Although the Dow Industrials finished the week with a 186-point rally, there’s reason to hope that this latest, drug-addled binge will sputter out within the next two or three days if not sooner. The sleazeballs who engineered Friday’s impressive levitation had to pull out quite a few stops to make it happen. To get things rolling, they precipitously withdrew their bids Thursday night on news that Asian markets were getting socked, apparently because of bad vibes from Ukraine. The air pocket in U.S Index futures produced a quick 15-point drop in the E-Mini S&Ps – equivalent to about 120 Dow points.

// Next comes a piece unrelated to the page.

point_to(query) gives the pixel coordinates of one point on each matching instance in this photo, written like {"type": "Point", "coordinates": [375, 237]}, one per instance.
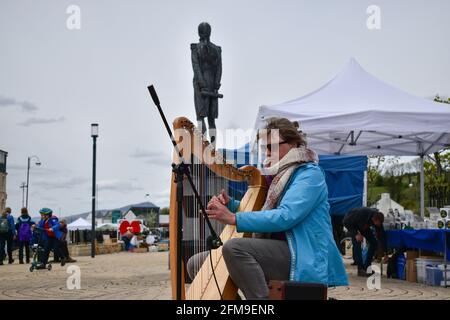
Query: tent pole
{"type": "Point", "coordinates": [422, 188]}
{"type": "Point", "coordinates": [365, 189]}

Now, it is not unusual for the night crew to push prices around a little when ostensibly tradable news comes their way. Such gratuitous oscillations usually occur within a relatively narrow range, and it is these nervous squiggles that make the long stretches of tedium in the wee hours tolerable for nocturnal predators. The added enticement is that there’s not much risk in this, provided one is not sitting on the can, or moaning over Russian porn, when all geopolitical or financial hell breaks loose as it sometimes does. In this case, however, because the Asian selloff was not serious enough to trigger a panic in Europe, let alone an avalanche in U.S. stocks, the downdraft amounted to a brazen heist. For perps accustomed to shoplifting, it was akin to their ordering the store manager to open the safe.
The Music of Lucre
The arpeggio of buying that followed was deftly played and lucrative, at least for its producers. By 4 a.m. Eastern, sellers were more or less spent when shares fell to a fire-sale level at which even widows and pensioners knew they’d been had. It took but another hour to run up stocks sufficiently to ensure that shorts, too, would greet the opening with fear and self-loathing in their hearts. By that time, seven hours off their lows, stocks were sitting above the previous day’s close. Feeling confidently in control, DaBoyz feathered back just a bit at the opening, creating a shallow pullback that allowed them to buy a few more shares without letting bears off the hook. The fact that the ass-bandits were then able to goose stocks into a full-blown second leg of short-covering, and to close the broad averages above Thursday’s peak, attests to their great skill in manipulating fear to their consistent advantage. However, my gut feeling is that the second wind-rally into the close may have exhausted short-covering for the time being, much as the 4 a.m. low had exhausted selling.
How Traps Are Set
From a technical standpoint, it’s possible that the E-Mini S&P futures will now slash and burn a path all the way up to 1949.25. That would be equivalent to a Dow rally of a little more than 200 points, or a 0.618 retracement of the plunge from July 24’s record high. Any higher will place shorts in the kind of jeopardy that Mel Gibson’s William Wallace character faced at the conclusion of Braveheart – i.e., impaled and racked to the thinness of a pipe cleaner, but still capable of responding to pain.
For our part, we’ll be looking to get short with a tight stop-loss near the 0.618 line mentioned above, but also at new record highs if they should follow. Bulls and bears would be in the same boat at that point, their buying power spent and nowhere to go but down. What a trap that would be! Not a bear in sight, nor a single bull lacking in confidence and conviction.